Given $4\leq x^2+y^2\leq 2|x|+2|y|$

So $x^2+y^2\geq4$

This is the region outside and on the circle of radius $2$ and centre at origin.

Now, $x^2+y^2\leq 2|x|+2|y| \implies (|x|-1)^2+(|y|-1)^2\leq2$

This represent the regions inside the circles of radius $\sqrt2$ and centres $(1,1) , (-1,1) , (-1,-1) , (1,-1)$

So the required region is out side the circle(1) $x^2+y^2=4$ and inside the circles(2) of centre $(\pm1,\pm1)$ and radius $\sqrt2$

Consider any one circle of centre $(1,1)$ of family of circles(2). Then the intersecting points of both the circles are $(0,2),(2,0)$ And every four circles of family of circles(2) passes through origin.
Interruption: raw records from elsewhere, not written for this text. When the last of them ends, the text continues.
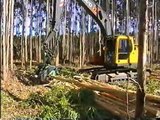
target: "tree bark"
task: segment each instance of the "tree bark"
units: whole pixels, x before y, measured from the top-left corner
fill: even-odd
[[[6,1],[3,0],[3,79],[6,79]]]
[[[11,4],[11,38],[10,38],[10,53],[11,53],[11,70],[13,70],[13,38],[14,38],[14,0],[10,1]]]
[[[145,105],[145,82],[146,82],[146,40],[148,29],[148,13],[147,13],[148,0],[140,1],[139,11],[139,55],[138,55],[138,83],[141,87],[137,88],[136,94],[136,111],[135,119],[139,120],[144,115]]]

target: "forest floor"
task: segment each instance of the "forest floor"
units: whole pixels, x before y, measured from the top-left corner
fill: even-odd
[[[19,71],[16,71],[19,72]],[[160,95],[160,68],[156,68],[147,81],[147,93]],[[44,95],[50,88],[45,85],[26,85],[16,76],[17,73],[8,73],[7,79],[2,81],[1,86],[1,119],[9,120],[18,117],[35,117],[42,112],[39,107],[26,105],[23,101],[27,100],[32,94]],[[59,83],[58,83],[59,84]],[[60,83],[64,84],[64,83]],[[124,87],[125,82],[114,83],[117,86]],[[55,84],[56,86],[57,84]],[[136,88],[130,84],[129,89]]]

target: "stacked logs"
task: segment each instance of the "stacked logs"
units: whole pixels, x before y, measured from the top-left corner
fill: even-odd
[[[77,80],[73,78],[63,78],[60,76],[54,79],[68,82],[78,88],[93,90],[96,103],[122,118],[134,118],[136,104],[136,91],[125,90],[120,87],[101,83],[93,80]],[[146,94],[145,113],[148,116],[160,116],[160,96]]]

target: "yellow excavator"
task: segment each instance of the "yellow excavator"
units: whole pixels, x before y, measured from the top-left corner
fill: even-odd
[[[136,66],[138,45],[135,39],[127,35],[112,35],[111,21],[106,12],[93,0],[77,0],[86,12],[92,16],[101,29],[105,50],[104,63],[107,66]]]
[[[92,78],[101,81],[125,80],[128,77],[136,79],[138,63],[138,45],[133,36],[113,35],[111,21],[102,7],[94,0],[76,0],[77,3],[92,16],[100,27],[103,35],[101,60],[104,67],[80,70],[92,72]],[[96,60],[98,61],[98,60]]]
[[[111,22],[106,12],[98,5],[94,0],[76,0],[77,3],[83,7],[86,12],[92,16],[92,18],[99,25],[101,33],[103,35],[103,50],[101,51],[101,65],[103,67],[90,68],[79,70],[79,72],[89,72],[92,73],[91,78],[100,81],[108,82],[115,80],[125,80],[128,77],[136,79],[137,72],[136,66],[138,62],[138,45],[135,44],[135,39],[132,36],[127,35],[113,35]],[[52,20],[52,28],[55,26],[55,16],[56,16],[56,6],[59,6],[63,0],[54,0],[54,15]],[[57,13],[59,14],[59,13]],[[60,16],[60,15],[59,15]],[[52,30],[44,41],[44,46],[53,38],[55,32]],[[49,54],[47,47],[44,47],[46,52],[46,60],[43,64],[44,67],[40,67],[39,74],[40,78],[47,78],[50,73],[54,73],[54,69],[51,69],[49,73],[48,65],[50,65],[51,56]],[[48,57],[49,56],[49,57]],[[100,58],[97,58],[98,60]],[[43,68],[43,69],[42,69]],[[45,73],[43,75],[43,73]],[[43,75],[43,77],[41,77]],[[44,77],[45,76],[45,77]]]

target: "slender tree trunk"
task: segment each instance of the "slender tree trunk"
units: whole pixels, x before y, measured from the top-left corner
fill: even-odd
[[[24,55],[24,29],[25,29],[25,8],[24,8],[24,1],[22,4],[22,36],[21,36],[21,65],[22,68],[24,67],[25,62],[25,55]]]
[[[66,0],[64,0],[64,25],[63,25],[63,42],[62,42],[62,56],[63,56],[63,64],[65,63],[66,59],[66,15],[67,14],[67,6],[66,6]]]
[[[130,9],[129,0],[126,0],[126,35],[129,35],[129,20],[130,20]]]
[[[6,3],[7,0],[3,0],[3,79],[6,79]]]
[[[11,53],[11,70],[13,70],[13,38],[14,38],[14,0],[10,1],[11,4],[11,38],[10,38],[10,53]]]
[[[82,68],[82,37],[81,37],[81,34],[79,34],[79,41],[80,41],[80,45],[79,45],[79,50],[80,50],[80,55],[79,55],[79,64],[80,64],[80,68]]]
[[[85,11],[83,10],[82,13],[82,65],[84,65],[84,61],[85,61],[85,38],[86,38],[86,25],[85,25]]]
[[[2,49],[2,29],[1,29],[1,25],[2,25],[2,8],[3,8],[3,6],[2,6],[2,3],[1,3],[1,0],[0,0],[0,79],[2,79],[2,65],[3,65],[3,63],[2,63],[2,58],[3,58],[3,56],[2,56],[2,51],[3,51],[3,49]],[[0,114],[0,117],[1,117],[1,114]]]
[[[146,40],[148,29],[148,0],[140,1],[139,15],[139,56],[138,56],[138,83],[141,87],[137,88],[135,119],[142,119],[144,116],[145,105],[145,82],[146,82]]]
[[[6,72],[8,72],[9,69],[9,38],[10,38],[10,2],[6,2]]]
[[[28,8],[27,8],[27,5],[28,5],[28,0],[26,0],[26,1],[25,1],[25,4],[24,4],[24,6],[25,6],[25,7],[24,7],[24,8],[25,8],[25,23],[24,23],[24,24],[25,24],[25,39],[24,39],[24,43],[25,43],[25,45],[24,45],[24,51],[25,51],[25,53],[24,53],[24,54],[25,54],[25,67],[27,67],[27,66],[26,66],[26,65],[27,65],[26,63],[27,63],[27,61],[28,61],[28,48],[27,48],[27,46],[28,46],[28,45],[27,45],[27,41],[28,41],[28,40],[27,40],[27,39],[28,39],[28,37],[27,37],[27,29],[28,29],[28,28],[27,28],[27,27],[28,27],[28,26],[27,26],[27,22],[28,22],[28,21],[27,21],[27,18],[28,18]]]
[[[30,69],[32,68],[32,53],[33,53],[33,38],[32,38],[32,27],[33,27],[33,0],[31,0],[31,21],[30,21]]]

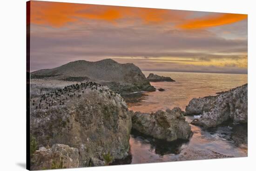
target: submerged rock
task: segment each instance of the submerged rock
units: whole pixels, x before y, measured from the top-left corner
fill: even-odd
[[[193,99],[187,106],[189,113],[202,114],[191,124],[212,127],[231,120],[234,124],[247,123],[247,84],[220,93],[215,97]],[[198,103],[196,105],[196,103]],[[196,113],[197,112],[198,113]]]
[[[49,149],[41,147],[31,158],[32,170],[74,168],[79,166],[78,149],[64,145],[54,144]]]
[[[163,91],[165,91],[165,89],[164,89],[163,88],[159,88],[158,90],[159,92],[163,92]]]
[[[133,129],[157,139],[188,140],[192,135],[190,126],[178,107],[151,113],[137,112],[132,116]]]
[[[160,76],[156,74],[154,74],[152,73],[150,73],[147,79],[148,80],[148,81],[151,82],[175,81],[169,77]]]
[[[31,134],[38,147],[76,148],[79,167],[108,164],[108,158],[128,155],[130,113],[121,96],[107,87],[73,85],[31,101]]]

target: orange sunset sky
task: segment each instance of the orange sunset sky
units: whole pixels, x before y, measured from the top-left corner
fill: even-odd
[[[111,58],[142,71],[247,73],[247,15],[32,1],[31,71]]]

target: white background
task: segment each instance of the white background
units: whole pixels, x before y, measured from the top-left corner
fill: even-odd
[[[94,4],[247,13],[249,40],[248,157],[73,169],[70,171],[255,170],[255,81],[256,6],[250,0],[51,0]],[[26,0],[1,1],[0,19],[0,170],[26,166]]]

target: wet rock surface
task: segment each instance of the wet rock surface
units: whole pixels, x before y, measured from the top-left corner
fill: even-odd
[[[155,138],[173,141],[188,140],[192,135],[191,127],[185,121],[182,111],[176,107],[165,112],[132,114],[133,129]]]
[[[30,133],[38,148],[55,144],[75,148],[79,167],[107,165],[128,156],[130,113],[121,96],[106,86],[91,82],[66,86],[32,99],[30,111]]]
[[[231,120],[234,124],[247,123],[247,84],[220,93],[215,97],[193,99],[186,108],[187,113],[202,114],[192,124],[212,127]]]
[[[111,59],[71,62],[53,69],[33,72],[31,79],[94,81],[120,93],[155,91],[138,67],[133,64],[119,64]]]
[[[147,78],[148,80],[151,82],[160,82],[160,81],[169,81],[175,82],[175,81],[169,77],[161,76],[156,74],[154,74],[150,73],[148,76]]]

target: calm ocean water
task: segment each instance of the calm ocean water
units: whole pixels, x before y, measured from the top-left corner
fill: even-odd
[[[155,112],[168,108],[179,107],[184,110],[193,98],[215,95],[216,92],[229,90],[247,83],[247,75],[222,73],[143,72],[146,77],[150,73],[170,77],[176,82],[151,82],[156,88],[164,92],[145,92],[139,102],[129,100],[130,110],[141,112]]]
[[[129,109],[150,112],[179,107],[184,110],[193,98],[215,95],[247,83],[247,75],[175,72],[144,72],[169,76],[175,82],[151,82],[164,92],[145,92],[126,99]],[[190,122],[193,116],[186,117]],[[190,125],[194,134],[189,142],[162,144],[150,137],[133,132],[130,145],[132,159],[138,164],[188,160],[239,157],[247,156],[247,126],[232,123],[211,129]],[[239,144],[239,145],[238,145]]]

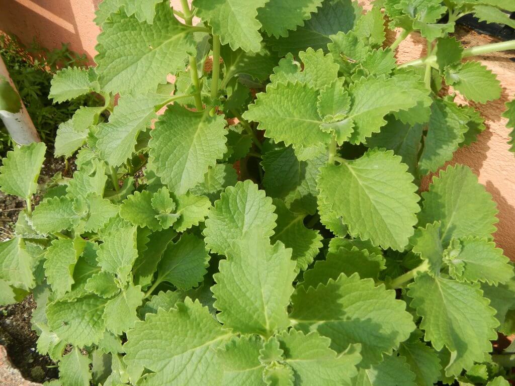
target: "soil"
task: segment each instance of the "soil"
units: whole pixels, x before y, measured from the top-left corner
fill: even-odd
[[[71,161],[67,177],[74,169],[75,163]],[[64,170],[63,159],[55,159],[47,152],[38,183],[44,183],[56,173],[64,173]],[[35,197],[33,203],[39,202],[40,198]],[[0,241],[13,236],[18,213],[25,207],[23,200],[0,192]],[[42,383],[57,378],[58,372],[56,364],[47,356],[40,355],[36,351],[38,335],[30,324],[35,308],[31,295],[21,303],[0,307],[0,344],[6,346],[13,365],[25,379]]]

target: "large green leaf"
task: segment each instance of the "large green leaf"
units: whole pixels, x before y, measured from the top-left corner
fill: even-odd
[[[394,291],[375,287],[371,279],[341,274],[316,288],[297,288],[290,318],[296,328],[331,338],[332,348],[338,352],[350,343],[360,343],[360,365],[367,368],[397,348],[415,329],[405,303],[395,297]]]
[[[318,96],[306,83],[274,83],[258,95],[244,117],[259,122],[258,128],[274,142],[292,145],[299,160],[305,161],[324,152],[331,138],[320,129]]]
[[[156,116],[155,107],[169,96],[149,93],[136,97],[123,96],[118,100],[109,121],[98,125],[95,133],[100,158],[118,166],[132,156],[140,132]]]
[[[124,360],[151,372],[145,377],[146,386],[218,384],[221,369],[215,350],[231,335],[207,307],[186,298],[175,308],[159,310],[137,322],[127,332]]]
[[[490,341],[497,337],[499,325],[477,287],[442,277],[423,274],[409,285],[411,307],[422,317],[420,328],[424,339],[438,351],[451,352],[445,367],[448,376],[457,375],[475,362],[482,362],[492,349]]]
[[[343,217],[353,236],[402,251],[420,210],[407,169],[391,150],[369,150],[357,160],[323,168],[320,198]]]
[[[258,9],[268,0],[194,0],[197,15],[208,22],[222,44],[233,50],[258,52],[262,38],[259,33]]]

Here we can see that the line joining points $(1,1)$ and $(2,0)$ and $(1,1)$ and $(0,2)$ have same slope so they represent a single line. Also this line passes through centre of circle(2) so this is a diameter for circle(2).

Hence outside this on R.H.S the value of area is $\pi$ . But this is not the required answer.We have to minus the are of circle (1) from this. Now consider the right angled triangle having vertices $(0,2),(2,0), (0,0)$ So it's area will be $2$ .Now area of circle(1) in 1st quadrant is $\pi$ . So if we remove the area of triangle from area of circle(1) then we will get that area which has to be removed from our outside region in order to get our answer. So $\pi-2$ has to be removed from $\pi$ . So we got $2$

Now there are four such circles. So $2\times4 = \boxed{8}$ which is our required area.